Stavros Antonopoulos1, Sotiris Mikros1, Stelios Kokkoris1*, John Protopsaltis1, Konstantina Filioti1, Dimitrios Karamanolis2 and Grigorios Giannoulis1
1Second Department of Internal Medicine and 2Department of Gastroenterology, ‘Tzanio’ General Hospital of Piraeus. Athens, Greece
Received June 13th, 2005
Anticholesteremic Agents; Cardiovascular Diseases; Pancreatitis
NCEP-ATP: National Cholesterol Education Program Adult Treatment Panel
We read with great interest the letter from Dr. Singh  and we appreciate his comments.
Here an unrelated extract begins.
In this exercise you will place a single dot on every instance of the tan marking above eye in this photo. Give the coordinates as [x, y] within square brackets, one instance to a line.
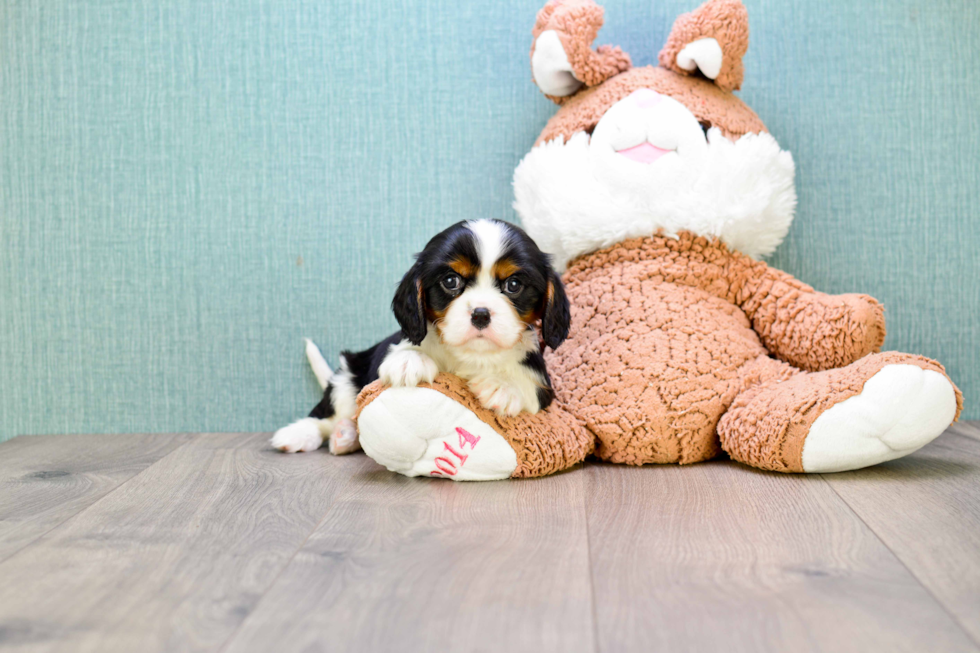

First of all, we would like to stress that our patient belonged to the category of very high risk patients for cardiovascular disease, according to Grundy et al. , because he was suffering from coronary heart disease and had two additional major risk factors, such as diabetes mellitus and arterial hypertension . According to the Framingham risk score classification, his 10-year risk for hard coronary heart disease was much higher than 20% . The National Cholesterol Education Program Adult Treatment Panel (NCEP-ATP III) strongly recommends that such patients be treated with statins so that the LDL cholesterol level drops below 100 mg/dL . Moreover, newer data indicate that when the risk is very high, an LDL cholesterol goal of less than 70 mg/dL must be a therapeutic option . On the other hand, we agree that our patient was at greater risk for a recurrence of pancreatitis. However, to date, it has not been well-established that pancreatitis is a class effect of statins. Furthermore, the risk of pancreatitis due to rosuvastatin is less than 1% . In contrast, the risk of cardiovascular disease, as mentioned above, would be much higher if our patient remained without a lipid lowering drug.
Taking all of this into consideration, we decided that our patient should continue receiving a statin, because reducing the risk of cardiovascular disease counterbalanced the risk of pancreatitis recurrence.